Now the curious reader will want to know what kind of an analyst I was. It so happens that I practiced non-directive therapy. For those not familiar with it, the analyst is passive, compassionate, non-interpretive, non-directing. More precisely, he resembles a redundant moron. For example, a session with a patient like Jenkins might go like this:

JENKINS: ‘I feel that no matter how hard I try I’m always going to fail; that some kind of internal mechanism always acts to screw up what I’m trying to do.’

[Pause]

ANALYST: ‘You feel that some part of you always forces you to fail.’

JENKINS: ‘Yes. For example, that time when I had that date with that nice woman, really attractive – the librarian, you remember – and all I talked about at dinner and all evening was the New York Jets and what a great defensive secondary they have.
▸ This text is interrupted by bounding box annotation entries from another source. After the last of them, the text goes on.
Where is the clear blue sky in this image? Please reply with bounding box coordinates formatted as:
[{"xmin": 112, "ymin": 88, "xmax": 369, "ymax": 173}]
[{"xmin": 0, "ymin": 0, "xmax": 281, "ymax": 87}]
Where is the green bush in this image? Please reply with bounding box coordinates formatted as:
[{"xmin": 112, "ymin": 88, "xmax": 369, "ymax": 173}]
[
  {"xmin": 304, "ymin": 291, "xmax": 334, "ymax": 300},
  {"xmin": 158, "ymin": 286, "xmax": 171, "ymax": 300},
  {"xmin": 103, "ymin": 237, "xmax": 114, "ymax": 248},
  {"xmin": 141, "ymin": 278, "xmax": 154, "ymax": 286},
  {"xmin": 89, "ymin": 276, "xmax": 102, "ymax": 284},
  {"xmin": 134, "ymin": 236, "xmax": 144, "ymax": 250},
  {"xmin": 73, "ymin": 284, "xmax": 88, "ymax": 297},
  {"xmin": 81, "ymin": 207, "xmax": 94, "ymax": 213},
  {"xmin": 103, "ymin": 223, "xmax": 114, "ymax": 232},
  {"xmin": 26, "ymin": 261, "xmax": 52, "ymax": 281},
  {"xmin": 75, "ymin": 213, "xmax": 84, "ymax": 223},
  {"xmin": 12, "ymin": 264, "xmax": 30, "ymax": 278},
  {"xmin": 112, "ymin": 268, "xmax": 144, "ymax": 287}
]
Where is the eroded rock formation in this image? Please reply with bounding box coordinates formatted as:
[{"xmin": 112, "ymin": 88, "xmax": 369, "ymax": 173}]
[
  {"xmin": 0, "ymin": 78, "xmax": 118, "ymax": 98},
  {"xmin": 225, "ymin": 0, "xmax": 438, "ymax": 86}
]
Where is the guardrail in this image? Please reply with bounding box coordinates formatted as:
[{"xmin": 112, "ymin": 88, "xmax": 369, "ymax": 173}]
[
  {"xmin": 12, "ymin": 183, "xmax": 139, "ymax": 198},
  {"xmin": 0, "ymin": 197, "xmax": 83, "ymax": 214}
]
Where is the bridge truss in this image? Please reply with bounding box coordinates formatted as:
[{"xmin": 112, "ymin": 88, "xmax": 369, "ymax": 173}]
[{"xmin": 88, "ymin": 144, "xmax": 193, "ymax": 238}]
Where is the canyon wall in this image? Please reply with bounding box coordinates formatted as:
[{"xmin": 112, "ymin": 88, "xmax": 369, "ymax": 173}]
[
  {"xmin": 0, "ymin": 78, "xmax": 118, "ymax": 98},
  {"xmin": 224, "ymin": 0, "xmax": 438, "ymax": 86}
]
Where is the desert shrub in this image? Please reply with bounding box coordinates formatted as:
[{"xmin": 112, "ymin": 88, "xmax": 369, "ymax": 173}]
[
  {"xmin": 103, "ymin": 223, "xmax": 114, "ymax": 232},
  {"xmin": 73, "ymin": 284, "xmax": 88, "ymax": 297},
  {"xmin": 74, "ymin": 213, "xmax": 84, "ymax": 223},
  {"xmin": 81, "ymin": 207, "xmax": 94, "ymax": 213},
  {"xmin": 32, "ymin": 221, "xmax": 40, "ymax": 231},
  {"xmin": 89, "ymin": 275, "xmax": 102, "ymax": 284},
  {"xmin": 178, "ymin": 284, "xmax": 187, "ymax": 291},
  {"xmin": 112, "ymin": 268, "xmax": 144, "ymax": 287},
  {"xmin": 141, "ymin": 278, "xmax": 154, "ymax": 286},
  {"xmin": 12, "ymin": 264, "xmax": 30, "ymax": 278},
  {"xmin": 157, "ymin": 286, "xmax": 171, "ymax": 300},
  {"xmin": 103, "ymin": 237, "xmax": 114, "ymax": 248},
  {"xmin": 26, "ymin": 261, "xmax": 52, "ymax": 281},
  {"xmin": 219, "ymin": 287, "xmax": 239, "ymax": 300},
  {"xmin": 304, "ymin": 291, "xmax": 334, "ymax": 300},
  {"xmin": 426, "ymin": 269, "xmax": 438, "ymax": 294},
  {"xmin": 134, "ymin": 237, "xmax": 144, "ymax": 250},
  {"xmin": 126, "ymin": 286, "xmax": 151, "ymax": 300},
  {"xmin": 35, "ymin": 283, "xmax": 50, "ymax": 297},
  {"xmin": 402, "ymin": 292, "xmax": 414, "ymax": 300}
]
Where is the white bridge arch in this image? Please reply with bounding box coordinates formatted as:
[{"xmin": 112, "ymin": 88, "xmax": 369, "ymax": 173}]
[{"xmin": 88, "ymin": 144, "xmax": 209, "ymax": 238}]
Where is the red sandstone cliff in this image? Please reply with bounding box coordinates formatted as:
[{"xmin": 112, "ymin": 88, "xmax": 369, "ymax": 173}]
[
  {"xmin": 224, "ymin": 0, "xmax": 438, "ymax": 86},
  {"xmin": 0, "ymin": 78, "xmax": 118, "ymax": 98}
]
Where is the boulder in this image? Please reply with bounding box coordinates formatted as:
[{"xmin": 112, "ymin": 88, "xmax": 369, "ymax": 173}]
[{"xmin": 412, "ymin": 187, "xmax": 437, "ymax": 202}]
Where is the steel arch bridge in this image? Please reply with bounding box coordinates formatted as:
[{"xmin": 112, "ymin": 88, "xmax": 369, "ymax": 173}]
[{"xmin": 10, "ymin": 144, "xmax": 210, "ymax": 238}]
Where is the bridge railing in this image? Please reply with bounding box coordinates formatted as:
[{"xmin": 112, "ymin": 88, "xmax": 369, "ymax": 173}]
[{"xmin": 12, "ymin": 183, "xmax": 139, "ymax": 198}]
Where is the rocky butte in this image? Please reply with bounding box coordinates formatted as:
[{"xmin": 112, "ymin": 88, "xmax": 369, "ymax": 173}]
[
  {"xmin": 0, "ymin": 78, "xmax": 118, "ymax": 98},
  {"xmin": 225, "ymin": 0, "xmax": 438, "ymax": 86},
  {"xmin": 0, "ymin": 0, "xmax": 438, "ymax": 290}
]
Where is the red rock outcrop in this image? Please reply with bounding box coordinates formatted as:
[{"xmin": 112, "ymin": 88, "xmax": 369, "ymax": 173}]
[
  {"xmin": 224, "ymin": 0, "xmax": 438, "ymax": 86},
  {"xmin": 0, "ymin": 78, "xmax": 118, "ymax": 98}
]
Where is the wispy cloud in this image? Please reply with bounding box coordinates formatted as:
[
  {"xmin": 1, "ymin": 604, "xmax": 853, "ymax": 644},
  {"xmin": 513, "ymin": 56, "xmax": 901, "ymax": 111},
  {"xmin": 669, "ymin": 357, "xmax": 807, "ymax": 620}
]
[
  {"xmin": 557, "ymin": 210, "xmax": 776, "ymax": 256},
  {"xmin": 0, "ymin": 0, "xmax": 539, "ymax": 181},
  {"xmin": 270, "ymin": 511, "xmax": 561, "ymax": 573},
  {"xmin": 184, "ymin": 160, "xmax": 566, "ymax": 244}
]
I knew I should be talking books or asking her questions but I couldn’t stop myself.’

ANALYST: ‘You feel that some part of you consciously ruined the potential relationship with that girl.’

JENKINS: ‘And that job with Wessen, Wessen and Woof. I could have had it. But I took a monthly vacation in Jamaica when I knew they’d be wanting an interview.’

‘I see.’

‘What do you make of it all, Doctor? I suppose it’s masochistic.’

‘You think it might be masochistic.’

‘I don’t know. What do you think?’

‘You aren’t certain if it’s masochistic but you do know that you often do things which are self-destructive.’…

The intelligent reader gets the picture. The effect of non-directive therapy is to encourage the patient to speak more and more frankly, to gain total confidence in the non-threatening, totally accepting clod who’s curing him, and eventually to diagnose and resolve his own conflicts, with old thirty-five-dollars-an-hour echoing away through it all behind the couch.

And it works. It works precisely as well as every other tested form of psychotherapy. It works sometimes and fails at others, and its success and failures are identical with other analysts’ successes and failures.

Tags:

  • The Worst of Perth

    I really was enjoying this book for quite a while, especially when it’s possible to see that the “dice therapy” could really be useful to unlock choices. Just having a difficult alternative in play even if it didn’t come up would be in some ways as good as doing it. But yes, the story itself runs out of steam and towards the end I was skimming.